The tax overhaul should put to rest once and for all any doubts about the real-world impact of the Supreme Court’s evisceration of campaign finance law.

December 4, 2017

As Republicans in the Senate pushed a giant tax overhaul last week, the media took on many angles, from winners and losers, to subplots ranging from politicized churches to actor Paul Newman’s charitable foundation. But one dimension deserves far more attention: the role that vast sums of political money — much of it unleashed by Citizens United and other court cases — played in setting the agenda.

Republicans in Congress have been surprisingly forthright that they are pressing ahead a broadly unpopular set of tax code changes to satisfy their major donors. It is no secret that large donors have more sway than the average voter — but we have truly crossed the Rubicon when donor demands become an acceptable justification for major legislation. This should put to rest once and for all any doubts about the real-world impact of the Supreme Court’s evisceration of campaign finance law.

As many have noted, this seems like an odd time to enact a $1.5 trillion tax cut package primarily benefiting large corporations and the wealthy, while raising taxes for many in the middle class.

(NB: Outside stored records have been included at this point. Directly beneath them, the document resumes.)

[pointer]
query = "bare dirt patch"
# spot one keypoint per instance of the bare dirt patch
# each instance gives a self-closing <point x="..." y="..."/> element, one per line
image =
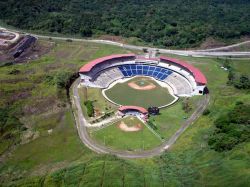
<point x="133" y="85"/>
<point x="124" y="127"/>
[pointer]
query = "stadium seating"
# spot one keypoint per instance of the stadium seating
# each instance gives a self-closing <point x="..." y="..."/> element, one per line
<point x="158" y="73"/>
<point x="181" y="86"/>
<point x="106" y="77"/>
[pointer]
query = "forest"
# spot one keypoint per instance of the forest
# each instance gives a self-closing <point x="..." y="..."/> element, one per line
<point x="164" y="23"/>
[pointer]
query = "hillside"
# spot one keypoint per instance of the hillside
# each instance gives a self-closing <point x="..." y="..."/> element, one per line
<point x="43" y="148"/>
<point x="165" y="23"/>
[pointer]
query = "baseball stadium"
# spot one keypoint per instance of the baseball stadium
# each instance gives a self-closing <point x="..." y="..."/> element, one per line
<point x="121" y="94"/>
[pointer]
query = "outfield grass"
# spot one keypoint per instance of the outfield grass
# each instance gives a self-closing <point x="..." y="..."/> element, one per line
<point x="123" y="94"/>
<point x="100" y="103"/>
<point x="114" y="137"/>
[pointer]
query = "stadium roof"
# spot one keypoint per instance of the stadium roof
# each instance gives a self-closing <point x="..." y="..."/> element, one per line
<point x="198" y="75"/>
<point x="140" y="109"/>
<point x="87" y="67"/>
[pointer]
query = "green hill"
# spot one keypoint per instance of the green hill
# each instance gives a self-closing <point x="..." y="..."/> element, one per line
<point x="166" y="23"/>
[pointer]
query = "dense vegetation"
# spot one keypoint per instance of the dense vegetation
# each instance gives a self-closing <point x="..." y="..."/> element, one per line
<point x="169" y="23"/>
<point x="90" y="108"/>
<point x="232" y="128"/>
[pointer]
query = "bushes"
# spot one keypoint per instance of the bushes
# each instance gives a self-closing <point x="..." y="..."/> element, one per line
<point x="186" y="105"/>
<point x="90" y="108"/>
<point x="152" y="125"/>
<point x="231" y="129"/>
<point x="238" y="80"/>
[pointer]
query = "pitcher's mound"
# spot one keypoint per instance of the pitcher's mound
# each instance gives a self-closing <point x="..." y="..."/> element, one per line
<point x="150" y="86"/>
<point x="124" y="127"/>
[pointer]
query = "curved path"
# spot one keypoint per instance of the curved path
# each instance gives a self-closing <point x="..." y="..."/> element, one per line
<point x="90" y="143"/>
<point x="215" y="52"/>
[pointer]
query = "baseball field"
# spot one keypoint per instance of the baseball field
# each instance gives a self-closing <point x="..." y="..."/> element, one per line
<point x="139" y="91"/>
<point x="127" y="134"/>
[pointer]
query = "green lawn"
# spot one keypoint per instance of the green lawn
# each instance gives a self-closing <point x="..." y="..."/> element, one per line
<point x="114" y="137"/>
<point x="101" y="104"/>
<point x="123" y="94"/>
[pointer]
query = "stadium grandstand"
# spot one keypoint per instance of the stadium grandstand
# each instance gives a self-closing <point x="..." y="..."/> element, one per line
<point x="183" y="78"/>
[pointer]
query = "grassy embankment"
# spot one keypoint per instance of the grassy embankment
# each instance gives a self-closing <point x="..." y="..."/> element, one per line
<point x="190" y="162"/>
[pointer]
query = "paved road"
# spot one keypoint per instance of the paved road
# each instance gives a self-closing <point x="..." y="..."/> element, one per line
<point x="90" y="143"/>
<point x="195" y="53"/>
<point x="215" y="52"/>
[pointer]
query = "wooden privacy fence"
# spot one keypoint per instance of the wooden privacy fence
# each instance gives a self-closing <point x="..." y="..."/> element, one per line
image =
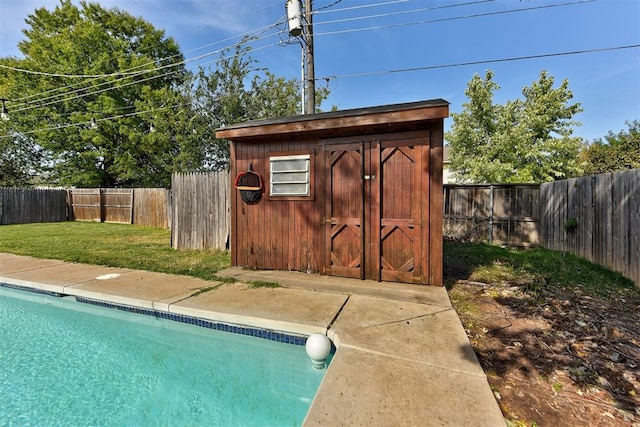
<point x="139" y="206"/>
<point x="27" y="205"/>
<point x="596" y="217"/>
<point x="495" y="213"/>
<point x="201" y="210"/>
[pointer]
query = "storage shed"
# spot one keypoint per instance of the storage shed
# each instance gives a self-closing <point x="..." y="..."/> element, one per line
<point x="354" y="193"/>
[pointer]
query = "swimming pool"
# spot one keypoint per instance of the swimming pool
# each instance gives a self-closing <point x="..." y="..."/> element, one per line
<point x="68" y="363"/>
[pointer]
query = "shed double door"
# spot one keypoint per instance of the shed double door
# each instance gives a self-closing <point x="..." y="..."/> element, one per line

We just had an election dominated by anger at the political and economic status quo, in which the so-called “forgotten men and women”— middle and working class people who have missed out on decades of economic growth — cast the deciding votes. Indeed, polls show that most people think the GOP tax cuts will not benefit them, and overwhelming majorities oppose the elimination of popular deductions for wage earners, like that for state and local taxes. And the package does not fare any better among the experts, with most leading economists doubting it will actually spur significant growth.

So why is the train still moving? Well, as one representative from a super PAC funded by the billionaire Koch Brothers recently warned, if Republicans fail to cut taxes for business, “there are going to be consequences.” The Kochs and their fellow mega-donors have contributed the lion’s share of the over $3.3 billion in new spending that has flooded into federal races since Citizens United. And they will benefit hugely from the proposed tax cuts. Eleven families who spent a total of $205 million on federal races in 2016 could save as much as $67.5 billion just from repeal of the federal estate tax. And corporate lobbyists were so involved in crafting the Senate’s tax bill that they were the ones circulating last-minute changes to the Democrats.

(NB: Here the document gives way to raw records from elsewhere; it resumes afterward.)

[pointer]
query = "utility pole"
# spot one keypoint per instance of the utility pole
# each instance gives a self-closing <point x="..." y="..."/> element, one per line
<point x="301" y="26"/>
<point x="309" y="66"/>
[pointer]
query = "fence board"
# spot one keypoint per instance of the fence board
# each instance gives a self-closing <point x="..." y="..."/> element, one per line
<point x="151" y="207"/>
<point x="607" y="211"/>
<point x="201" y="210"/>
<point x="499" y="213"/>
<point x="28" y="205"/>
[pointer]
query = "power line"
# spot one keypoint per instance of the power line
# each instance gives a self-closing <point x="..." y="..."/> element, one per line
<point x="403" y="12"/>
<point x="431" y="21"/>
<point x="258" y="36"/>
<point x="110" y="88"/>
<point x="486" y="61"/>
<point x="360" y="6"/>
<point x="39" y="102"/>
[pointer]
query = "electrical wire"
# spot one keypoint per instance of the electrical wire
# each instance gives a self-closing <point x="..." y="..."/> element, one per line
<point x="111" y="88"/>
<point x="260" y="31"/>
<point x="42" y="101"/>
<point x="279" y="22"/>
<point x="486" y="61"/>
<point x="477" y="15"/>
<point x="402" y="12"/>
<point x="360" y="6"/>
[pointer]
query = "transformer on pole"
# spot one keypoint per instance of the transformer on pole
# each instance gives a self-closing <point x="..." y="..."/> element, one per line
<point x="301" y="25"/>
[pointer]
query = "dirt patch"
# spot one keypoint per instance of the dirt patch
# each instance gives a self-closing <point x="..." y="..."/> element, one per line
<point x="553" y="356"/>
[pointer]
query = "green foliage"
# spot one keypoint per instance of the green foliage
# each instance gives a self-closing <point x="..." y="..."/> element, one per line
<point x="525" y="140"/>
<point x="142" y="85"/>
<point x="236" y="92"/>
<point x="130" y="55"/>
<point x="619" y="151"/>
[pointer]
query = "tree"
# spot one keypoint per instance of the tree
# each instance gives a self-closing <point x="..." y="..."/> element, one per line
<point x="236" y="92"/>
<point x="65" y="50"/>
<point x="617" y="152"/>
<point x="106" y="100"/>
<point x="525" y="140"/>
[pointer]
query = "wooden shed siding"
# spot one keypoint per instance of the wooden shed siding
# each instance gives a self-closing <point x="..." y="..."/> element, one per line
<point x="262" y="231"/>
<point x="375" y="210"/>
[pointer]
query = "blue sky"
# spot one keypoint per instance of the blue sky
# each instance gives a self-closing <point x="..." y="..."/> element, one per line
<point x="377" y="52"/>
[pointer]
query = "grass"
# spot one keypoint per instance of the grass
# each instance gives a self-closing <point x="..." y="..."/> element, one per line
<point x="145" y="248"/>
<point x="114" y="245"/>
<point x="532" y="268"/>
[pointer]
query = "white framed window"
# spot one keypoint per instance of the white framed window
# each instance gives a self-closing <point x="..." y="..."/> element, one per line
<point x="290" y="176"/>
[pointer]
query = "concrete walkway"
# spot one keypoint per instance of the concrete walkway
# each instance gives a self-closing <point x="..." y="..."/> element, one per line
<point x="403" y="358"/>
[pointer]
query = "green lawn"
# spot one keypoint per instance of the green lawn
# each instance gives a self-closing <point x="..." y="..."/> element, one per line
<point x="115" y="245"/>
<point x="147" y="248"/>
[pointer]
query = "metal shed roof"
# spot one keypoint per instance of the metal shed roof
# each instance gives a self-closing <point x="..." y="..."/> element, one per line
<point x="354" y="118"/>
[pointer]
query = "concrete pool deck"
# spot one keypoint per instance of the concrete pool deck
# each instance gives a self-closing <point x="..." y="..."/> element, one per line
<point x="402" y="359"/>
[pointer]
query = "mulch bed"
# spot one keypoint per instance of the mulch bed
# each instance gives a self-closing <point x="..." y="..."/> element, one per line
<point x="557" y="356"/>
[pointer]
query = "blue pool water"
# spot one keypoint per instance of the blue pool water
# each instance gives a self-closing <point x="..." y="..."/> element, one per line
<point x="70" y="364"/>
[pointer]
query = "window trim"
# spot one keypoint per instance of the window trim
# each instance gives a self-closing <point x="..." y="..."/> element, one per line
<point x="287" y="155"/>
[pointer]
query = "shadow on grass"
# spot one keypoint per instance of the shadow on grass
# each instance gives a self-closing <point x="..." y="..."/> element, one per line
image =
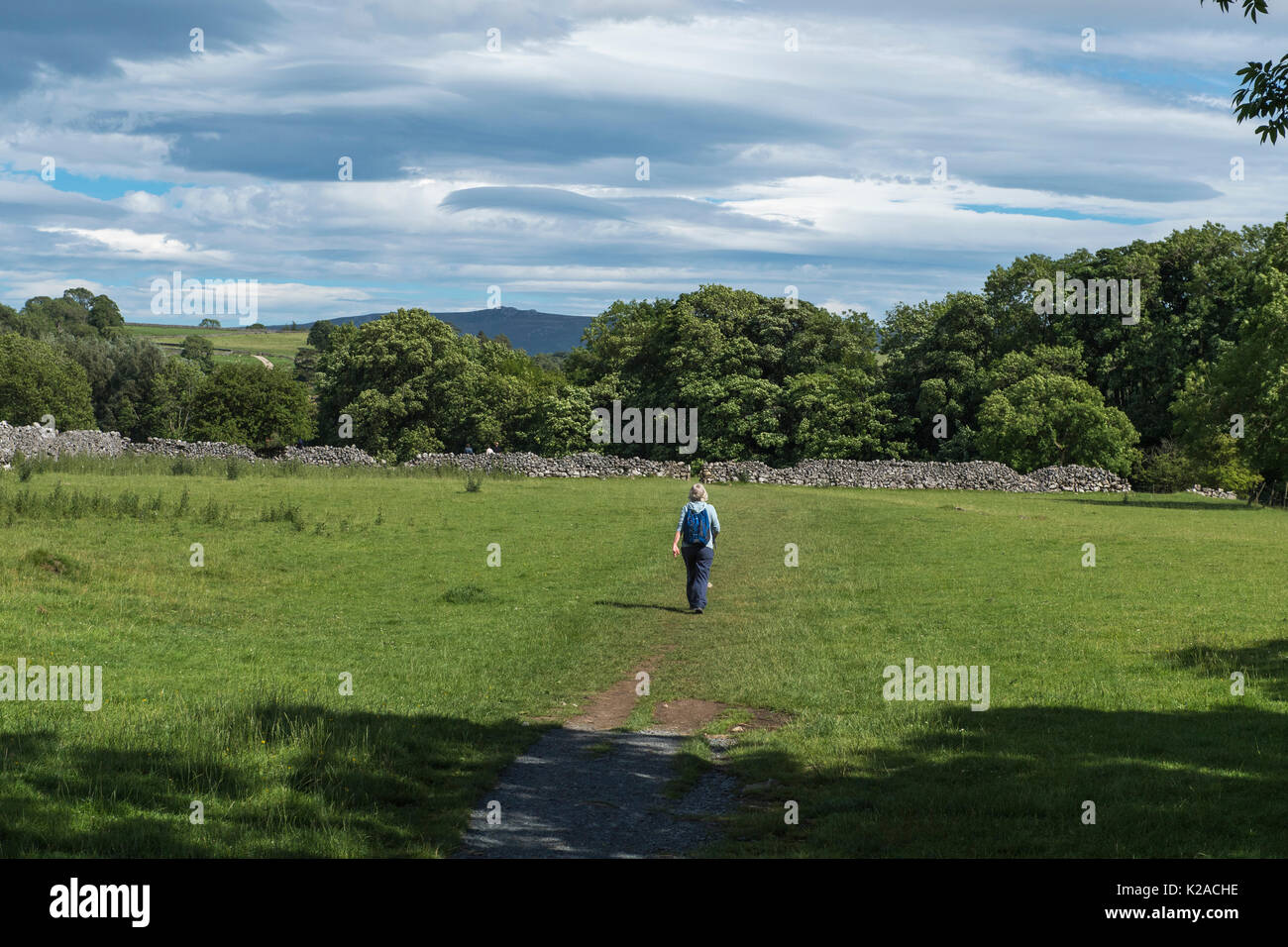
<point x="1265" y="664"/>
<point x="296" y="781"/>
<point x="643" y="604"/>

In short, campaign donors are not only far wealthier on average than their fellow citizens, but also have very different priorities. Studies show that representatives’ voting records track the preferences of their donors more than the preferences of ordinary voters or even wealthy, politically-active non-donors. All of which has fueled an ever-wider disconnect between the political elite and ordinary citizens (one that we should note, lest Democrats be tempted to gloat, is thoroughly bipartisan).

This divide has alienated many Americans from our political system. Distrust of government is at unprecedented levels. According to a recent Associated Press poll, three quarters of Americans feel they lack influence in Washington. Only fourteen percent have a great deal of confidence in the Executive Branch; for Congress, the number was six percent. These results mirror those of other recent surveys.

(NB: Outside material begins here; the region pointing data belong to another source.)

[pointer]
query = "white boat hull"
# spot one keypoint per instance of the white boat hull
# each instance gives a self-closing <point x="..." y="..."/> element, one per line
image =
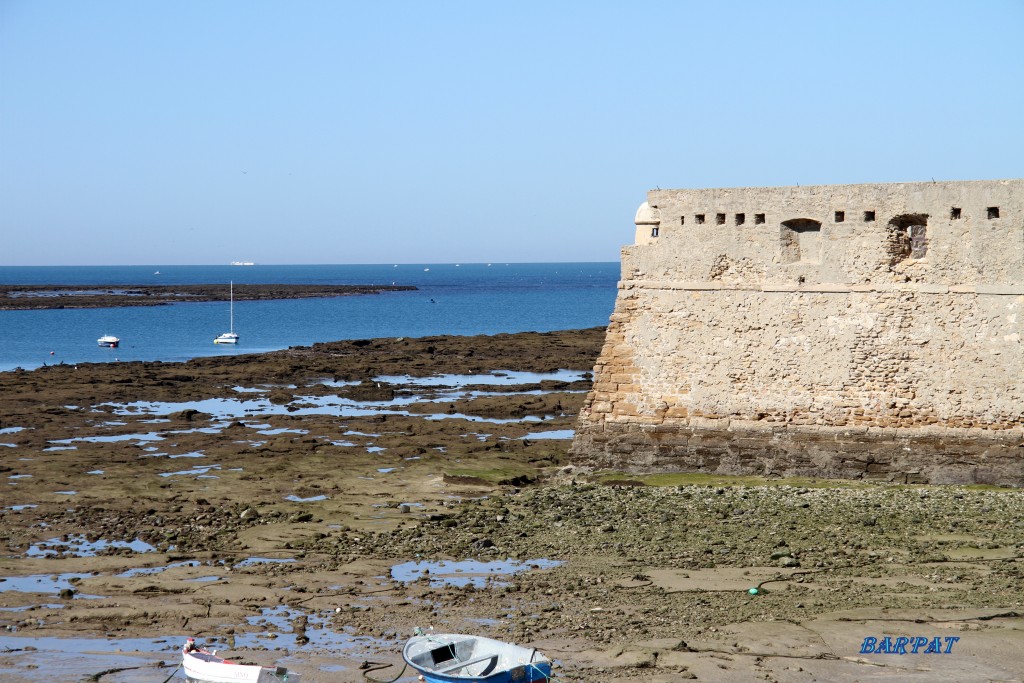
<point x="203" y="667"/>
<point x="456" y="657"/>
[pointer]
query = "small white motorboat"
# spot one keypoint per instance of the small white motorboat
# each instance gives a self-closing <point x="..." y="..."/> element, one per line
<point x="453" y="657"/>
<point x="205" y="667"/>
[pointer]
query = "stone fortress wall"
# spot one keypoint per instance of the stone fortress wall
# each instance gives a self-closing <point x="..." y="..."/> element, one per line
<point x="834" y="331"/>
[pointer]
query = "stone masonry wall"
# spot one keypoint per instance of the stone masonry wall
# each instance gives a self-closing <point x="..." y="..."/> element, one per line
<point x="851" y="331"/>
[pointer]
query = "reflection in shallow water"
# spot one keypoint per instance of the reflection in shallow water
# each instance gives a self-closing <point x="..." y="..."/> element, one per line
<point x="40" y="583"/>
<point x="445" y="572"/>
<point x="554" y="433"/>
<point x="145" y="571"/>
<point x="78" y="546"/>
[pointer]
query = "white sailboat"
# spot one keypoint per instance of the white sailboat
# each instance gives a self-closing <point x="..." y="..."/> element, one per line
<point x="229" y="337"/>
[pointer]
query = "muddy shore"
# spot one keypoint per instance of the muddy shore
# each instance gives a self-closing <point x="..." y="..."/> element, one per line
<point x="25" y="297"/>
<point x="311" y="506"/>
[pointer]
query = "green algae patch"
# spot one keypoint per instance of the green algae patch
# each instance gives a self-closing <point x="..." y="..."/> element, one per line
<point x="702" y="479"/>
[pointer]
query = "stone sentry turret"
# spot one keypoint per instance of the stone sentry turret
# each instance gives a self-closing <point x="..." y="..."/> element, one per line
<point x="863" y="331"/>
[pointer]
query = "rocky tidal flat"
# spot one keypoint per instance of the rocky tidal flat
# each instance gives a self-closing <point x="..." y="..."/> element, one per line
<point x="22" y="297"/>
<point x="311" y="506"/>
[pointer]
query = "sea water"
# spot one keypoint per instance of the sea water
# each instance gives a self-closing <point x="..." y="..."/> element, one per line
<point x="451" y="299"/>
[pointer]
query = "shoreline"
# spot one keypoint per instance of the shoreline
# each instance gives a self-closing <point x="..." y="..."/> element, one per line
<point x="305" y="506"/>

Americans know that unrestricted campaign money is a big part of the problem. In the AP survey, eighty percent of respondents said the wealthy have too much political influence. Ninety-three percent in another survey said they thought elected officials listen more to big donors than their constituents. Millennials are especially concerned about this issue, which was a key factor driving their 2016 support for Bernie Sanders, who railed against Citizens United.

Ironically, many took Sanders’ unexpected strength — and that of President Trump, who Hillary Clinton outraised almost 2-1 — as proof that campaign money simply does not matter. But recent events tell a different story. While money does not always determine the outcome, those who have it still get to call the shots — especially when they bankroll down-ballot races that don’t get the same free media as a major presidential campaign. That is why Congress is poised to pass sweeping tax cuts that the public doesn’t want, but donors desperately do.

If we want government to be truly responsive to most Americans, we need to address our broken campaign finance system. This is something the public supports; in fact, outside the Beltway, few issues enjoy as much consensus. And while the Supreme Court has taken some sensible policies off the table, others remain constitutional.

One is transparency. An immediate priority should be to ensure that any final tax overhaul excludes the House’s repeal of the so-called “Johnson Amendment” barring tax-exempt 501(c)(3) entities from intervening in politics, which would turn them into conduits for secret campaign spending. Other measures, including stronger campaign contribution limits and public financing, don’t stand much chance of passing Congress now, but ought to be championed in the states. It is also essential to continue pushing for better enforcement of existing laws and, over the long term, a change of course by the Supreme Court.

In this unstable and fractious time, it is easy to get distracted by the latest crisis and lose sight of the underlying problems that got us to where we are today. We cannot allow that to happen. Politicians come and go, and laws can be changed, but if we want a to have a truly prosperous society over the long-term, we will need  a political system in which all Americans have a meaningful stake.